По ходу этой речи воодушевление в его голосе убывает — но не как признак возникающих сомнений, а скорее из-за того, что ему просто неинтересно лишний раз говорить о вещах, которые он считает само собой разумеющимися. Гривано глядит на него в изумлении. Каждый образованный человек — от Суэца до Стокгольма, от Лиссабона до Лахора — знаком с содержанием «Изумрудной скрижали», даже если считает ее богопротивной ересью, подлежащей осуждению и запрету. Каждый ученый муж, стремящийся постичь тайное знание, помнит наизусть все тринадцать загадочных фраз этого текста. И тем не менее за всю свою жизнь — даже за две жизни, если считать отдельно османскую и франкскую, — он ни в одной из множества прочитанных книг не встречал упоминаний или хотя бы туманных намеков на то, что сейчас так непринужденно излагает Тристан. Впервые с момента их знакомства Гривано посещает мысль, что его милейший друг, возможно, не просто эксцентричен или безрассуден, а по-настоящему, глубоко безумен. Знает ли об этом Наркис? И почему тот настоятельно советовал Гривано первым делом по прибытии в город свести знакомство именно с Тристаном?
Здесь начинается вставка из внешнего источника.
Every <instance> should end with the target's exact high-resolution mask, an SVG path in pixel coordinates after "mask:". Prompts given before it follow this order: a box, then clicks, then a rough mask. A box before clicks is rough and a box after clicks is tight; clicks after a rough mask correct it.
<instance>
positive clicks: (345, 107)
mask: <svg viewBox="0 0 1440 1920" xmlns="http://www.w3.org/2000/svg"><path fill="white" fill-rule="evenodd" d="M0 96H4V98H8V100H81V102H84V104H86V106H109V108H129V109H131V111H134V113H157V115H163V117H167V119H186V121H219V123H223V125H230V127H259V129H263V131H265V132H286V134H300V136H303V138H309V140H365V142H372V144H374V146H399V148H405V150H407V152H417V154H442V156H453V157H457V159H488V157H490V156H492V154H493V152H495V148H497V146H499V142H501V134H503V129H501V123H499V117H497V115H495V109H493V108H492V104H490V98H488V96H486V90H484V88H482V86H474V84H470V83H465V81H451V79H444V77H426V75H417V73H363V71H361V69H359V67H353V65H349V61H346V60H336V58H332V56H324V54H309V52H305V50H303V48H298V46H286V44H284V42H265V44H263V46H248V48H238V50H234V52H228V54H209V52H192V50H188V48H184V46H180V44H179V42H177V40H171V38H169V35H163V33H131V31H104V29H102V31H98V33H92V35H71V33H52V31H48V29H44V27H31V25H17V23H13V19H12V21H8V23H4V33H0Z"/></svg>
Между тем Тристан о чем-то задумался. Кашлянув, Гривано привлекает его внимание.
— Это все, что вы хотели мне показать?
— Не все, — говорит Тристан. — Есть еще вот это.
И он открывает дверь в кладовую, загроможденную пыльными корзинами и бочонками. На столе посреди комнаты горит лампа, освещая буковый денежный ларец. Тристан снимает через голову шнурок с ключом, отпирает замок и поднимает крышку ларца.
Тот доверху наполнен монетами: серебряными дукатами и золотыми цехинами. Больше тысячи, если судить по размерам ларца. Закрыв и заперев его, Тристан вручает ключ Гривано.
— Это для зеркальщика, — говорит он. — Пожалуйста, передайте ему деньги, а мне принесите мое зеркало.
Положив на стол недоеденный бутерброд, Гривано берет ключ, надевает его на шею и прячет под одеждой. Потом, взявшись за ручки ларца, пытается его приподнять. Ничего не выходит.
— Позже, когда вы будете покидать палаццо, вам помогут Гуго и лакей, — говорит Тристан. — О моем проекте им почти ничего не известно. Кроме того, они люди надежные и умеют держать язык за зубами. Я чрезвычайно благодарен вам за помощь в этом деле, Веттор.
Он наклоняется к столу и гасит лампу.
Гривано успевает доесть остатки бутерброда, пока они торопливо шагают по коридору. Вновь слышатся звуки лютни и теорбы; в главном зале слуги снимают нагар со свечей, а гости к этому времени уже переместились в салон.
— Поспешим, — говорит Тристан. — Тут есть один человек, с которым я хочу вас познакомить.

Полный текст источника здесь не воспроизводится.